I Never Thought I Would Do This Again…

This picture is me an entire lifetime ago, lost in a divine moment I never thought I’d experience again.

A lifetime ago…

Until a weird thing happened.

See, this morning, I finally started listening to this new book I bought called The Promise, by Mandy Morris. It’s a woo woo self help book about manifestation because I’m into all that shit. I got interested back in 2018 and regardless if you understand the science behind it or think it’s bullshit, my personal growth has been undeniable.

In the book, Mandy poses an interesting thought.

Instead of asking what someone does for a living, ask them what makes them come alive. I’ve heard this before but never stopped to think about it. My mind instantly went to singing. I used to sing professionally, but it’s been years. I wasn’t particularly amazing at it, but the feeling I got from it was a high unlike anything else.

I thought about that for awhile. Then just sat there quietly listening for answers from the universe and feeling the breeze on my face.

I wasn’t seeking answers about singing though, that was a fleeting thought. What I was asking was whether or not I was on the right track career-wise. I was laid off in December and I’ve been trying to get my own business off the ground ever since. There is still so much to do. But I had felt a little stuck lately. Still, no clarity came so I moved on with my day.

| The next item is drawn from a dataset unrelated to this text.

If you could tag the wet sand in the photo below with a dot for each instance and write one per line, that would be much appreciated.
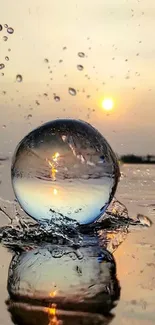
(135, 257)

Then, a couple hours later, good friend called to ask if I would sing a duet with him in the studio for a track he’s making for his father’s memorial service in two weeks. It’s this beautifully haunting mashup of House of the Rising Sun and Amazing Grace.

My first thought was I don’t have time. I’ve got to work on my business.

But then I thought, this is the universe giving me an answer. And not only an answer, but a hyper-specific one with an urgent timeline. So, instead of self sabotaging myself with the usual excuses, I said I would do it.

I’m nervous in the pit of my stomach because I am terribly out of practice. But I thought maybe this is the little bit of pain I need right now to level up in life. And just maybe if I do this seemingly unrelated thing that my soul seems to want, my business will provide for me when I need it.